Le statue di Nicolò nella chiesa della Vita, certo; ma poi, e senza allontanarsi dalla piazza, perché magari la signora vuole anche far la spesa? Ma una sorpresa, a Bologna, la si trova sempre. Lì dentro, fra le pareti odorose di legno dell’aula anatomica della vecchia università, all’Archiginnasio, si è quasi sempre soli; o in buona compagnia: non più d’un paio di tedeschi, o d’inglesi, attempati e curiosi, con la loro guida in mano, a bisbigliare.
Se non ci fosse qualche vecchia fotografia all’ingresso, nessuno potrebbe immaginare lo scempio di quel luogo dopo il bombardamento del gennaio 1944. E quel che oggi si vede è un muto, ed è un eloquentissimo esempio di quanto siano vane le teorie sul restauro.
E di quanto la pratica del restauro debba alla sensibilità manuale degli artigiani, e alla volontà amorosa di non far morire la storia, combattendo anche contro di essa (visto che anche le bombe fanno parte della storia).
Quasi tutto quel che si vede dell’architettura dell’aula è stato pazientemente ricostruito a guerra finita, senza mutare né uno spigolo né un ricciolo della compassata architettura seicentesca di Antonio Levanti, che lì lavorò per una decina d’anni, fra il 1638 e il 1649.
Perché appunto d’una architettura si tratta, e non d’un arredamento. D’una architettura, se volete, teatrale: come spesso sono le architetture bolognesi. L’ingresso, ecco, è spostato in un angolo, ed entrando si coglie l’ambiente tutto di sguincio, e pare perfino più vasto e quasi maestoso. E c’è chi recita: i maestri antichi della medicina, che gestiscono in lente movenze dalle nicchie tutt’intorno. E c’è anche un elegante podio, per chi dirigeva tutta la coreografia. Le statue che vedete sono d’un secolo più tarde dell’architettura.
Le scolpì uno scultore lucchese, Silvestro Giannotti, verso il 1734. E il nostro Ercole Lelli si offrì d’intagliare a sue spese (ma lasciandovi, almeno, il proprio nome sui piedistalli: come potete vedere) i due «scorticati» che fiancheggiano la cattedra del docente.

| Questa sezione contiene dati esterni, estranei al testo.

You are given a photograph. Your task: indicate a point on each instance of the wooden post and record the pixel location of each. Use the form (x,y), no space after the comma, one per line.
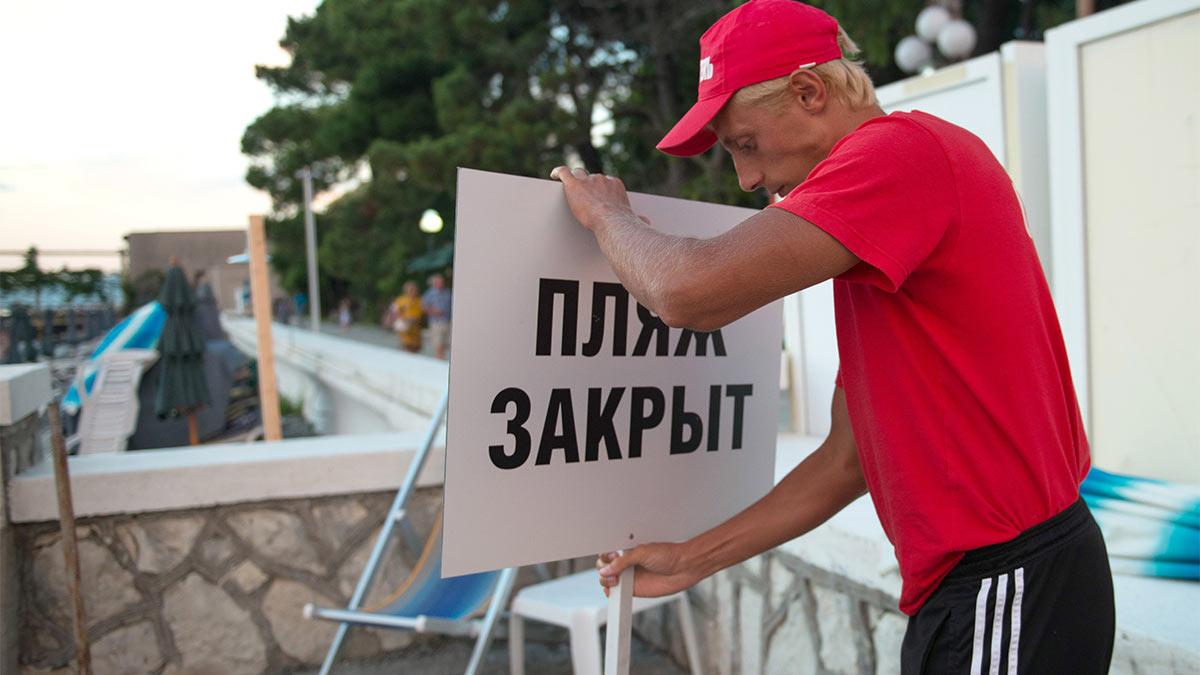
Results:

Sono statue davvero sorprendenti: vi si mescola senza dissidio la chiarezza didattica dell’età dei lumi, ed un’eleganza, come dire? quasi incorporea, che sa di coreografia e di corpo di ballo. Non per nulla quell’aula universitaria veniva chiamata, da tutti, col nome di teatro: perché vi convivevano una verità perfino sadica, e quella suadente finzione che è spesso la lezione accademica.
Questo post, tratto dal piacevolissimo libro di Eugenio Riccòmini Aprilocchio – le cinquanta cose più belle di Bologna e disponibile nella biblioteca dell’Antica Frontiera, è dedicato a tutti quelli che amano scoprire i tanti tesori nascosti del capoluogo emiliano.